According to a study that was published in the latest edition of the Journal of Labor Research, a survey of self-reported drinkers versus abstainers found a correlation between social drinking and increased earnings. For example, “men who drink earn 10 percent more than abstainers and women drinkers earn 14 percent more than nondrinkers.”
And according to economists Bethany Peters and Edward Stringham, the causation can be put down to increased “social capital”, with the theory being that “[s]ocial drinkers are networking, building relationships, and adding contacts to their Blackberries that result in bigger paychecks”.
I think there is an element of truth in the theory - if a social drinker is a more attractive option for an employer and workplace and the two can hook up quicker, then the social drinker has an advantage over the abstainer - but that it can only go so far, especially when the study concludes that any crackdown on social drinking could hurt the economy as a whole and its encouragement can actually improve the economy.

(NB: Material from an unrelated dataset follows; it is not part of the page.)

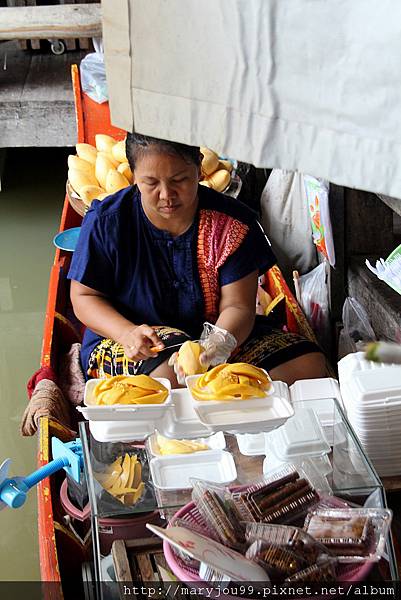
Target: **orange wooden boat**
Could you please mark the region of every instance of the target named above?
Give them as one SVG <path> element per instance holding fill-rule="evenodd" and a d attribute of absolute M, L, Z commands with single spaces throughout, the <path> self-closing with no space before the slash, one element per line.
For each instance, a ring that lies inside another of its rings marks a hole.
<path fill-rule="evenodd" d="M 81 90 L 79 72 L 72 67 L 72 81 L 77 117 L 77 142 L 94 144 L 96 133 L 107 133 L 116 139 L 123 139 L 125 132 L 110 123 L 108 104 L 97 104 Z M 83 212 L 79 205 L 73 207 L 74 200 L 66 195 L 61 216 L 60 231 L 81 224 Z M 51 366 L 57 371 L 61 353 L 68 350 L 71 343 L 79 341 L 79 333 L 72 324 L 69 286 L 66 279 L 71 254 L 56 250 L 51 268 L 47 308 L 44 324 L 41 366 Z M 266 290 L 274 298 L 283 293 L 286 298 L 287 325 L 290 331 L 299 332 L 310 339 L 313 333 L 299 308 L 294 296 L 284 281 L 278 267 L 266 274 Z M 39 426 L 38 466 L 51 460 L 52 436 L 63 441 L 71 439 L 67 428 L 42 417 Z M 83 598 L 82 565 L 90 560 L 91 548 L 85 547 L 63 524 L 63 512 L 59 492 L 63 475 L 57 473 L 38 485 L 38 527 L 41 578 L 49 584 L 44 586 L 45 597 L 51 600 L 63 598 Z"/>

Roughly put, the great increase in earnings in the past couple of centuries for most in the West is a result of a massive increase in physical capital - the so-called material means of production - not social drinking or “social capital”. For example, a worker with a digger is a whole lot more productive than if he simply used a spade, with so-called social capital or increased networking ability that may have got him the job in the first place a mere supporting player.